Once, we (my wife and I) vacationed for the holidays in 'Burevestnik', (translated into English 'Mallemuk') in a settlement called Repino (close to Leningrad). The Soviet Union seized that place from Finland in the winter war of 1940. In Finland it was named Kookolo. The great home of Repin was located there. Repin was a famous Russian painter.

From our lodging, we took a bus trip with a guide to a place called 'Rasliv', (translated into English 'Flood'), a historic place for the Soviet people.
Nearby in the forest was the hovel where Lenin went into hiding from the Czar's government (1917).
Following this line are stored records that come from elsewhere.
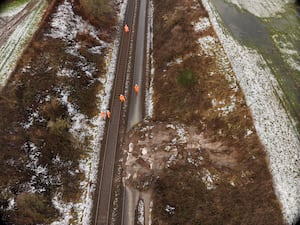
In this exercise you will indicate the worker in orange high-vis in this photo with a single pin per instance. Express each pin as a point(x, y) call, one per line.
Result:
point(126, 28)
point(102, 115)
point(136, 88)
point(122, 98)
point(108, 114)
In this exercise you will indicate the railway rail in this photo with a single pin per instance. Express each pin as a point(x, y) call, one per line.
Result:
point(106, 171)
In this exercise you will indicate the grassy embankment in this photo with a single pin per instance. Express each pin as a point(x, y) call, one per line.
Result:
point(180, 96)
point(33, 91)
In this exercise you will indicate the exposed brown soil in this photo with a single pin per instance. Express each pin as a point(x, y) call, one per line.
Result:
point(34, 91)
point(217, 173)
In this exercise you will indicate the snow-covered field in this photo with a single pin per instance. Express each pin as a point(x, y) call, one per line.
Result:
point(271, 121)
point(14, 46)
point(63, 21)
point(261, 8)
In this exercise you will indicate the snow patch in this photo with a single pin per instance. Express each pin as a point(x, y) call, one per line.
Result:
point(271, 121)
point(261, 8)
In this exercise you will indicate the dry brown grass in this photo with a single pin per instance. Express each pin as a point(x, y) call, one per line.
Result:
point(26, 92)
point(250, 203)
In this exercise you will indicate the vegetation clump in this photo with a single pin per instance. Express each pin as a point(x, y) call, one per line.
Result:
point(187, 79)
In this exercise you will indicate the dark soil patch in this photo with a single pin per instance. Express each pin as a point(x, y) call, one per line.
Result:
point(35, 125)
point(179, 194)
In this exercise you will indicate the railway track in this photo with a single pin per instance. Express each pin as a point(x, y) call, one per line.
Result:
point(106, 171)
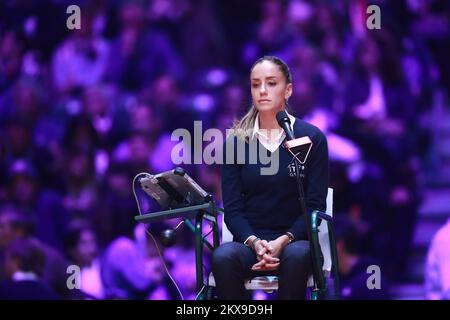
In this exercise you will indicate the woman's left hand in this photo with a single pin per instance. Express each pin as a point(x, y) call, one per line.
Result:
point(275, 248)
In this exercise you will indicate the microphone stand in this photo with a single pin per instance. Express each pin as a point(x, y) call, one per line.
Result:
point(317, 258)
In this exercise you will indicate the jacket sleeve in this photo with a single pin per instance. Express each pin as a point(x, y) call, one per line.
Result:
point(315, 184)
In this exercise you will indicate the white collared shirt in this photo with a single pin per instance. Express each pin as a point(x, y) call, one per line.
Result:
point(263, 136)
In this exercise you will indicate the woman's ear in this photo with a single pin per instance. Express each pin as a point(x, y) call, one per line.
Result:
point(288, 91)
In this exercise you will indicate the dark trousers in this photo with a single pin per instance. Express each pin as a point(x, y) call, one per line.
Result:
point(232, 262)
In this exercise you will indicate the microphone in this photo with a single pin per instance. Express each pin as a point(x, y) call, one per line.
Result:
point(300, 147)
point(285, 123)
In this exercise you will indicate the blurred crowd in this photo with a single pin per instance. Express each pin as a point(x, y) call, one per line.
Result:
point(83, 111)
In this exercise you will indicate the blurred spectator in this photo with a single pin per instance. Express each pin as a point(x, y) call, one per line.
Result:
point(24, 263)
point(82, 59)
point(114, 214)
point(353, 264)
point(11, 52)
point(42, 206)
point(81, 194)
point(139, 54)
point(437, 269)
point(130, 268)
point(16, 226)
point(81, 247)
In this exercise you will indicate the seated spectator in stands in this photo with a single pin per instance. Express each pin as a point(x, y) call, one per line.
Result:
point(138, 54)
point(82, 59)
point(24, 263)
point(353, 266)
point(14, 226)
point(81, 247)
point(437, 271)
point(129, 269)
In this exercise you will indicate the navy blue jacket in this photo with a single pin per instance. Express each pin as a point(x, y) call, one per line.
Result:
point(267, 205)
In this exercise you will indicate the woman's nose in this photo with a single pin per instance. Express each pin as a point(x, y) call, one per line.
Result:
point(262, 89)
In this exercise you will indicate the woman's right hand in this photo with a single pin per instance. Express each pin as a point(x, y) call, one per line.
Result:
point(266, 262)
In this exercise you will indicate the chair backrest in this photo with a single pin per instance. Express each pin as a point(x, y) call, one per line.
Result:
point(227, 236)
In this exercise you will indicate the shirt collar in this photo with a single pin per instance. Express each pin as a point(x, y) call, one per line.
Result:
point(257, 130)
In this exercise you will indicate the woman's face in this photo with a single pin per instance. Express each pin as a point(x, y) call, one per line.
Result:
point(269, 87)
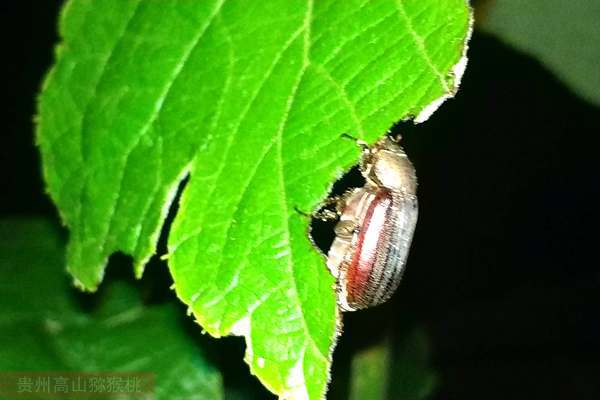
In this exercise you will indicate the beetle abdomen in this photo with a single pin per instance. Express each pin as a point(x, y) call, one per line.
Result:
point(380, 249)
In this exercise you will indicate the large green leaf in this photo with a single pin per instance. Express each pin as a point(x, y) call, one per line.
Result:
point(250, 100)
point(563, 35)
point(42, 329)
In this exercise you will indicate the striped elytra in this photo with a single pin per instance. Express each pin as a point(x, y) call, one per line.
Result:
point(375, 228)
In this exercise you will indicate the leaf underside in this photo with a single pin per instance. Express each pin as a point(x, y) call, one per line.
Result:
point(249, 99)
point(43, 329)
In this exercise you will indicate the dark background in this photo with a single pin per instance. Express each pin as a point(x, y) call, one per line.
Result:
point(503, 273)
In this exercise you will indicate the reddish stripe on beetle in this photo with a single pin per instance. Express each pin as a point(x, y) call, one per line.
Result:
point(365, 254)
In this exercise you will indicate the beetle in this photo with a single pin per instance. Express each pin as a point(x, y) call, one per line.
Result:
point(375, 228)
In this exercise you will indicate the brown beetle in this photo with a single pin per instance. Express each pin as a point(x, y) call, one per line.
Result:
point(375, 228)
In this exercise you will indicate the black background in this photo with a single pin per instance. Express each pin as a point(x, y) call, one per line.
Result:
point(503, 274)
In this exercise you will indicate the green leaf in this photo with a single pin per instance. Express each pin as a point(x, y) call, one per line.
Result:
point(370, 373)
point(394, 369)
point(564, 35)
point(412, 376)
point(41, 329)
point(250, 100)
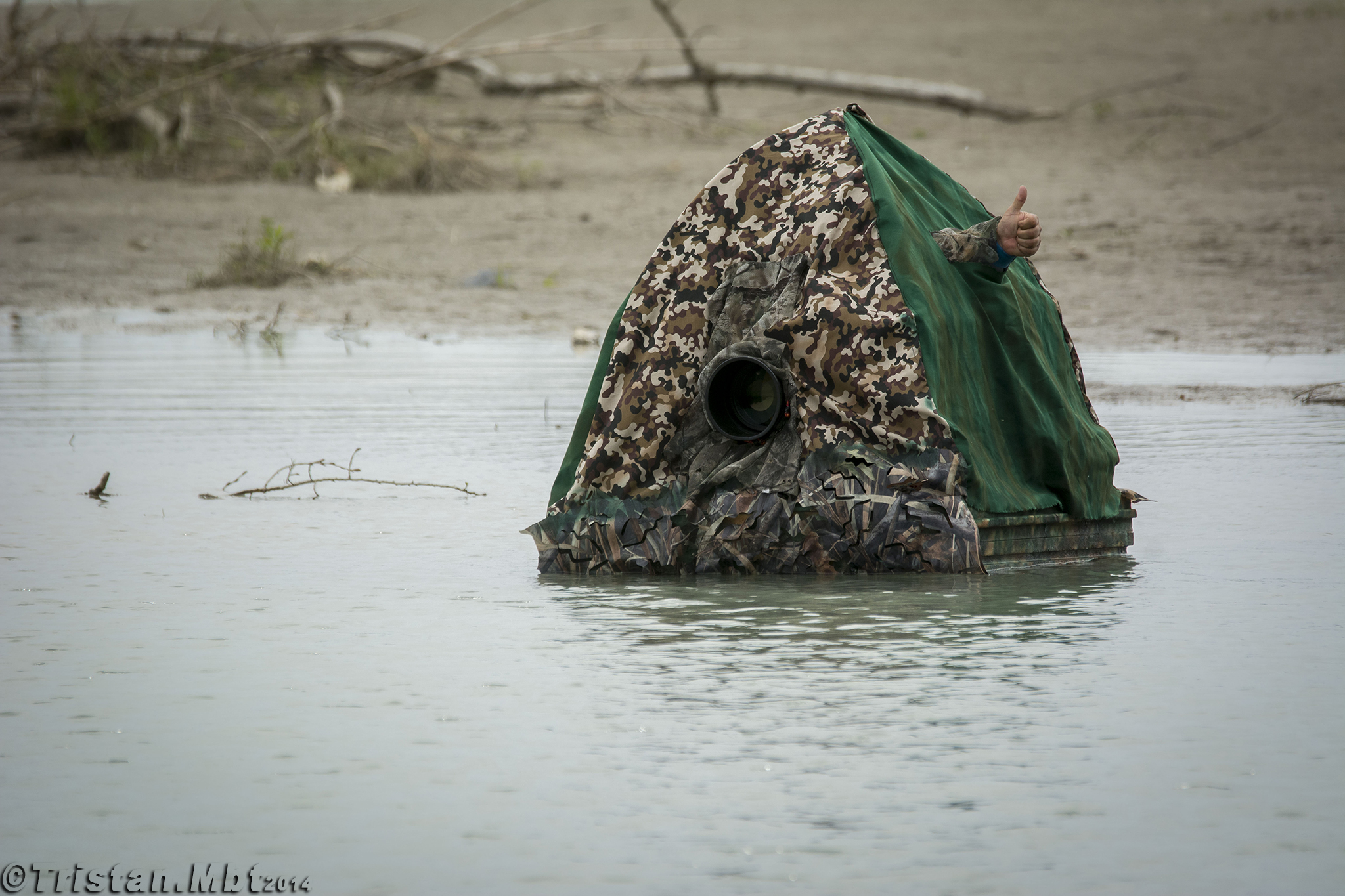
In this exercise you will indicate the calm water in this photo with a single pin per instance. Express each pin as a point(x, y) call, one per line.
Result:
point(376, 691)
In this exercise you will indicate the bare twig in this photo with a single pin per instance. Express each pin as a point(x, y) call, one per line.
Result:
point(127, 106)
point(1243, 135)
point(452, 56)
point(489, 22)
point(291, 471)
point(1323, 394)
point(698, 70)
point(347, 479)
point(257, 129)
point(335, 104)
point(493, 81)
point(96, 492)
point(1149, 83)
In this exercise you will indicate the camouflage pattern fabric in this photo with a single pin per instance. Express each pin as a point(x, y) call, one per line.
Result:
point(778, 257)
point(977, 244)
point(854, 512)
point(850, 341)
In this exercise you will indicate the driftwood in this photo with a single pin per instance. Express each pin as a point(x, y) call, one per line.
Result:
point(494, 81)
point(698, 70)
point(414, 56)
point(287, 475)
point(96, 492)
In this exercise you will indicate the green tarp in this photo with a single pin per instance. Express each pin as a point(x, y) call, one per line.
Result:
point(994, 350)
point(565, 477)
point(993, 345)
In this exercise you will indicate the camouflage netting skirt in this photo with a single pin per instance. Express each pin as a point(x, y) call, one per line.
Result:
point(779, 259)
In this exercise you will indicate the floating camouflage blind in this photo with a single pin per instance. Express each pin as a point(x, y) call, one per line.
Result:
point(919, 382)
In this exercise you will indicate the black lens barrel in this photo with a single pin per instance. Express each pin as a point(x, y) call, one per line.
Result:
point(744, 399)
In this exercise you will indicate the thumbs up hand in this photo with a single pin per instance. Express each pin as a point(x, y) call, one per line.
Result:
point(1020, 232)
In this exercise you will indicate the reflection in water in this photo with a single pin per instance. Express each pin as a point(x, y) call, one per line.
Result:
point(813, 612)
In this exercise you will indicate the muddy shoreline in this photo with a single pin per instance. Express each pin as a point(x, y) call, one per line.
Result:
point(1170, 221)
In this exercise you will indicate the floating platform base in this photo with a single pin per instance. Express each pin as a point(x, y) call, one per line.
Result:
point(1011, 540)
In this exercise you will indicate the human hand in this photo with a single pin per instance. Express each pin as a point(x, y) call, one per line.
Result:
point(1019, 232)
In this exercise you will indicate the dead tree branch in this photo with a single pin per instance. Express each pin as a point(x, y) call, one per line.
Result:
point(489, 22)
point(494, 81)
point(698, 70)
point(288, 479)
point(1243, 135)
point(96, 492)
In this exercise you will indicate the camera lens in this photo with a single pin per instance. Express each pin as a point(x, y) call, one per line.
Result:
point(743, 399)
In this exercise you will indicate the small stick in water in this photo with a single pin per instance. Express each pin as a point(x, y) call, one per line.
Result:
point(96, 492)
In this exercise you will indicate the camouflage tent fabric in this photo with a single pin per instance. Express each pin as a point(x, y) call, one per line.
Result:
point(780, 258)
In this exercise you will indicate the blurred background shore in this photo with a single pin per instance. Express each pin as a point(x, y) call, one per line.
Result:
point(1191, 184)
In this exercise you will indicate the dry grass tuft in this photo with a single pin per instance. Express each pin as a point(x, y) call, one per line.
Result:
point(265, 261)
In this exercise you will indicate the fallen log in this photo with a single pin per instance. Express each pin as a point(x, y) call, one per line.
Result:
point(493, 79)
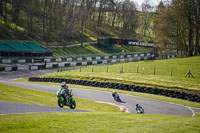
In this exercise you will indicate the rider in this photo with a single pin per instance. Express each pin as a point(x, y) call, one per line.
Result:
point(138, 109)
point(66, 89)
point(114, 94)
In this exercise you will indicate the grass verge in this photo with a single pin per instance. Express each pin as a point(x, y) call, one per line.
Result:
point(27, 96)
point(142, 73)
point(145, 95)
point(98, 123)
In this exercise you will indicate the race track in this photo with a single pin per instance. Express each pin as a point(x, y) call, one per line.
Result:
point(150, 106)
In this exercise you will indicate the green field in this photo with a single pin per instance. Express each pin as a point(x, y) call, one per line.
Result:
point(145, 75)
point(145, 95)
point(103, 118)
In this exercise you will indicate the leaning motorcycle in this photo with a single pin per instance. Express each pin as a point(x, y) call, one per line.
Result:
point(116, 97)
point(139, 110)
point(64, 100)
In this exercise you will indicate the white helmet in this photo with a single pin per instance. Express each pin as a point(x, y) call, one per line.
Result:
point(63, 84)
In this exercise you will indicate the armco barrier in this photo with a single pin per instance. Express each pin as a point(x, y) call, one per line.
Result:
point(8, 68)
point(119, 86)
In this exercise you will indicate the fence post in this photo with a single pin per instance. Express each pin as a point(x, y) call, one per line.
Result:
point(92, 68)
point(171, 71)
point(154, 70)
point(121, 69)
point(107, 67)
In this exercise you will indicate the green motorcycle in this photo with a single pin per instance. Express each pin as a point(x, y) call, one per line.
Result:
point(65, 100)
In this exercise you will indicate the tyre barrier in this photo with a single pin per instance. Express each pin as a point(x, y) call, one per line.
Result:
point(119, 86)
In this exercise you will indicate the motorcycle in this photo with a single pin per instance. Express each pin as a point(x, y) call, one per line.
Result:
point(139, 109)
point(65, 100)
point(116, 97)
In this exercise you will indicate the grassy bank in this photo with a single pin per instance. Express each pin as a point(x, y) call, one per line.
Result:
point(145, 95)
point(28, 96)
point(145, 75)
point(98, 123)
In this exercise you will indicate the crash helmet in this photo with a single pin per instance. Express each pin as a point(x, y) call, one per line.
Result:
point(63, 84)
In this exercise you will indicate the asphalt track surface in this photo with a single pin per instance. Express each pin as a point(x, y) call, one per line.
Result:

On the stump of a tree, Lenin wrote an article about how to begin the revolution and sent it to the communist newspaper 'Pravda' translated as 'Truth'. There we saw a pavilion inside of which there was the historic hovel. Somebody from the excursion asked the guide, "With whom did Lenin live there?" She answered, "Alone". He said, "He lived with Zinovev", a known revolutionary. That was the period of 'Glastnost', the end of the 1980's. In Stalin's time ('30s) Zinovev was killed as a counterrevolutionary.

The guides were instructed by a member of the ideological division CPSU from Moscow about what they had to tell us about that event. In Stalin's time that person who spoke about Zinovev could have been arrested and jailed for 8-10 years according to article 58 on 'anti-Soviet propaganda'.
The Soviet Union existed for 70 years. During that time there were big courts of justices: at the end of the 20's, in 1937, etc. At the time of Khrushchev, he criticized Stalin, at the time of Brezhnev, he criticized Khrushchev, and etc.

During that time the government rewrote history: cleaned libraries (all libraries were government), tore out pages from encyclopedias, obliterated needed texts, etc.

At that time, they did not have computers, so they had to find the names of 'famous' people in articles and books. That was a very hard job.
Right now in America I know the real history of the Soviet Union.